1)Definition: The head refers to the core compute and system-control section of a server that does not contain the GPUs. You can think of it as a “super motherboard without GPUs”. It handles overall scheduling, management, networking and base compute tasks.
2)Composition:
- CPU:Typically two high-performance server-class CPUs such as Intel Xeon or AMD EPYC.
- Motherboard: The main PCB hosting CPUs, memory, and expansion slots.
- System memory: Large amounts of DDR4/DDR5 memory dedicated to CPUs.
- Network interfaces: High-speed NICs (multiple 100Gb/200Gb/400Gb InfiniBand or Ethernet) for inter-server high-speed interconnect.
- System management controller (BMC): For remote monitoring and management.
- Storage interfaces: Controllers and connectors for NVMe or SATA/SAS drives.
- Power modules: Power supplies providing power to the head and connected modules.
二、The Module (GPU Module)
1)Definition: A module is a pluggable unit that carries GPUs and their high-speed interconnect components. A single head can attach to multiple modules, allowing high GPU density and ease of maintenance/upgrades.
2)Compsition:
- GPU: The module core, typically hosting 4 or 4 high-performance GPUs (NVIDIA A100, H100, H200, etc).
- GPU interconnect: The module’s core capability – often NVLink/NVSwitch chips that provide GPU-to-GPU connectivity far exceeding PCIe bandwidth.
- PCB: The board that mounts GPU and NVSwitches.
- Cooling system: High-capacity cooling for GPUs and switch chips – large heatsinks with fans or integrated liquid-cooling plates.
- Connectors: High-speed connectors (e.g., SXM) to link module to head backplane for power, dat and control signals.
三、Relationship: Head and Modules
Think of the GPU server as a factory.
- The head is the central office and logistics control (CPU=brain, network=phone lines, memory=documents).
- Modules are production workshops (GPUs are robotic lines; NVLink are internal conveyor belts).
- The head issues work orders and coordinates with other servers; within each module, GPUs collaborate via NVLink to complete heavy computational tasks.
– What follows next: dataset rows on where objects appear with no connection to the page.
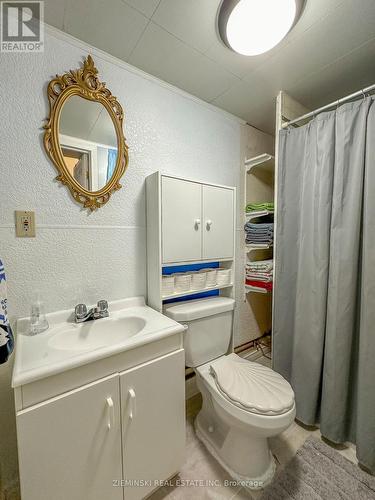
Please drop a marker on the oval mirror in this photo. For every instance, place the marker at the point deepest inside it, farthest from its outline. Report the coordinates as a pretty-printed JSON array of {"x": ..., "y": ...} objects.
[
  {"x": 88, "y": 142},
  {"x": 84, "y": 136}
]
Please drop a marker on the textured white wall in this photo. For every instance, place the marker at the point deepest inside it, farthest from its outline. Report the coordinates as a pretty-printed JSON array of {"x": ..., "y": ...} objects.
[{"x": 80, "y": 256}]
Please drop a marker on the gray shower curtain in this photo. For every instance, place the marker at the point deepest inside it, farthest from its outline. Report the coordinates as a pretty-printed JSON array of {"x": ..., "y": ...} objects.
[{"x": 324, "y": 309}]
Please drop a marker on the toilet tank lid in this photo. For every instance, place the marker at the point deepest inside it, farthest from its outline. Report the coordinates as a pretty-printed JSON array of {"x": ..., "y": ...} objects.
[{"x": 200, "y": 308}]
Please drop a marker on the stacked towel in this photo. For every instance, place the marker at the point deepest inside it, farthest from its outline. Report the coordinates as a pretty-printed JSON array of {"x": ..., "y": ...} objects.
[
  {"x": 260, "y": 284},
  {"x": 259, "y": 233},
  {"x": 259, "y": 207},
  {"x": 260, "y": 271},
  {"x": 6, "y": 336}
]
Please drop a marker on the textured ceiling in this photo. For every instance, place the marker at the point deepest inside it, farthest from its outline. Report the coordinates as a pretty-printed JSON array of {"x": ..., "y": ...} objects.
[{"x": 328, "y": 54}]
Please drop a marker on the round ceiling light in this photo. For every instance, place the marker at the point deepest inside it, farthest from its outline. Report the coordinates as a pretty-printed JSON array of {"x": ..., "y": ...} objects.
[{"x": 252, "y": 27}]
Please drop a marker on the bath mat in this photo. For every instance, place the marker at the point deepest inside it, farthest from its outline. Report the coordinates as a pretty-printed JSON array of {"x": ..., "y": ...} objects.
[{"x": 319, "y": 472}]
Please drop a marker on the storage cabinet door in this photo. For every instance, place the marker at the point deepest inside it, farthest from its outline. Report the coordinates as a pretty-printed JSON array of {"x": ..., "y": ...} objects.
[
  {"x": 70, "y": 446},
  {"x": 153, "y": 423},
  {"x": 218, "y": 222},
  {"x": 181, "y": 220}
]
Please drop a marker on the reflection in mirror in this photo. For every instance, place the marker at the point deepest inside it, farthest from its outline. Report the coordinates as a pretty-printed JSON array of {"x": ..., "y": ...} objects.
[{"x": 88, "y": 142}]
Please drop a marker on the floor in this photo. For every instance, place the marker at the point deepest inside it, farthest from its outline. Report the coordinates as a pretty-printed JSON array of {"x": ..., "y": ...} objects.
[{"x": 202, "y": 478}]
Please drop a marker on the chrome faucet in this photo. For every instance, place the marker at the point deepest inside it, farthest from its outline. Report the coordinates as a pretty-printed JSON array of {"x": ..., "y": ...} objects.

四、Additional Parts of a Complete GPU Server
Beyond the head and modules, a full GPU server typically includes:
1、Chassis and Backplane
- Structure: A rugged metal enclosure and internal backplane.
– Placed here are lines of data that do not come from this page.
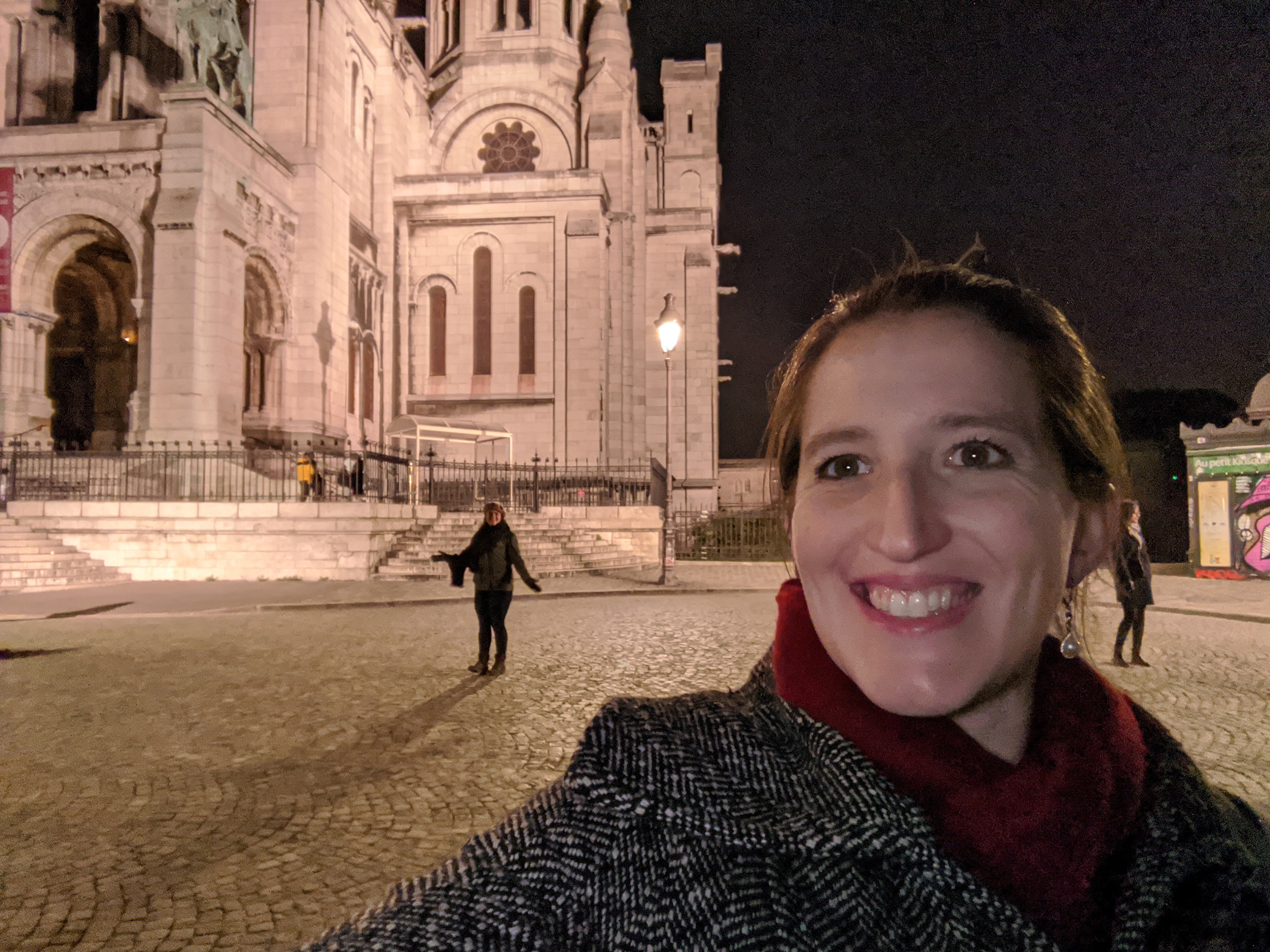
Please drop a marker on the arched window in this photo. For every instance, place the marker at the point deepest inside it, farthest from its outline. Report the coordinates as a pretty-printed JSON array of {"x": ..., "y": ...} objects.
[
  {"x": 367, "y": 383},
  {"x": 262, "y": 326},
  {"x": 354, "y": 100},
  {"x": 437, "y": 332},
  {"x": 528, "y": 318},
  {"x": 690, "y": 189},
  {"x": 483, "y": 266},
  {"x": 509, "y": 149},
  {"x": 352, "y": 374}
]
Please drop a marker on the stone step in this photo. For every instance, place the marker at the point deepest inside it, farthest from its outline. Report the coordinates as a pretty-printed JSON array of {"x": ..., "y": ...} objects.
[
  {"x": 26, "y": 577},
  {"x": 13, "y": 550},
  {"x": 31, "y": 560},
  {"x": 41, "y": 560},
  {"x": 64, "y": 583}
]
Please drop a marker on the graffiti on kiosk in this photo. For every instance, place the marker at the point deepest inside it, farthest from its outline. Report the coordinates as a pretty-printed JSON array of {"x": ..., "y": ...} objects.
[
  {"x": 1230, "y": 574},
  {"x": 1252, "y": 527}
]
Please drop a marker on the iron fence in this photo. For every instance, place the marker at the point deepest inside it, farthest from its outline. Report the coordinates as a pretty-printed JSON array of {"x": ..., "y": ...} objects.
[
  {"x": 459, "y": 485},
  {"x": 242, "y": 474},
  {"x": 263, "y": 474},
  {"x": 756, "y": 536}
]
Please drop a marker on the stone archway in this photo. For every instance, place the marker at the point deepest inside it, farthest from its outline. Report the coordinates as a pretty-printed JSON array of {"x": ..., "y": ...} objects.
[
  {"x": 265, "y": 333},
  {"x": 92, "y": 362}
]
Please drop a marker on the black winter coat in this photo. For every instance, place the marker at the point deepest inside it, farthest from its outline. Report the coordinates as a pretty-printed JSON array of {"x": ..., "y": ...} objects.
[
  {"x": 1133, "y": 572},
  {"x": 736, "y": 822}
]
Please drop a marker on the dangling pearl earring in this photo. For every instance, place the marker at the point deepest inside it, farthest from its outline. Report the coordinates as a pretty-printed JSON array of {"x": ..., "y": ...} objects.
[{"x": 1071, "y": 645}]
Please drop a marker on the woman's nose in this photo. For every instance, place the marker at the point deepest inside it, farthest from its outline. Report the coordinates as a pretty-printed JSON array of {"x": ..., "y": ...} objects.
[{"x": 909, "y": 521}]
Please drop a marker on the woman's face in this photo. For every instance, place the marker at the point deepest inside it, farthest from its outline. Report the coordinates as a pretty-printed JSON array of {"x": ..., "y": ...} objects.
[{"x": 933, "y": 526}]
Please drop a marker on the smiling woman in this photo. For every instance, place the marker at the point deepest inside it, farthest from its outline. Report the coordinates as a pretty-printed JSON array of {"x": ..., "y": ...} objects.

- Role: The backplane is the central hub connecting head, modules, power and storage, providing high-power distribution and high-speed signaling. The chassis provides mechanical support and airflow channels.
2、Cooling System
Air cooling: Mutiple high-power fans with dedicated airflow channels. Liquid cooling: Increasingly used in high-density, high-power servers, via cold-plate or immersion cooling.
3、Power Delivery System
Redundant high-efficiency PSUs (Platinum/Titanium). An 8xH100 server can exceed 10kW under peak load and thus requires robust redundant power (often N+M).
4、Storage System
- Multiple NVMe SSDs for fast local I/O so GPUs don’t starve waiting for training data reads/writes.
5、High-speed Networking
- Specialized NICs (e.g., NVIDIA ConnectX) supporting InfiniBand/RoCE for low-latency, high-bandwidth distributed training across servers.
6、Rack Rails and Cabling
- Standard rail kits and power/network cabling for rack installation.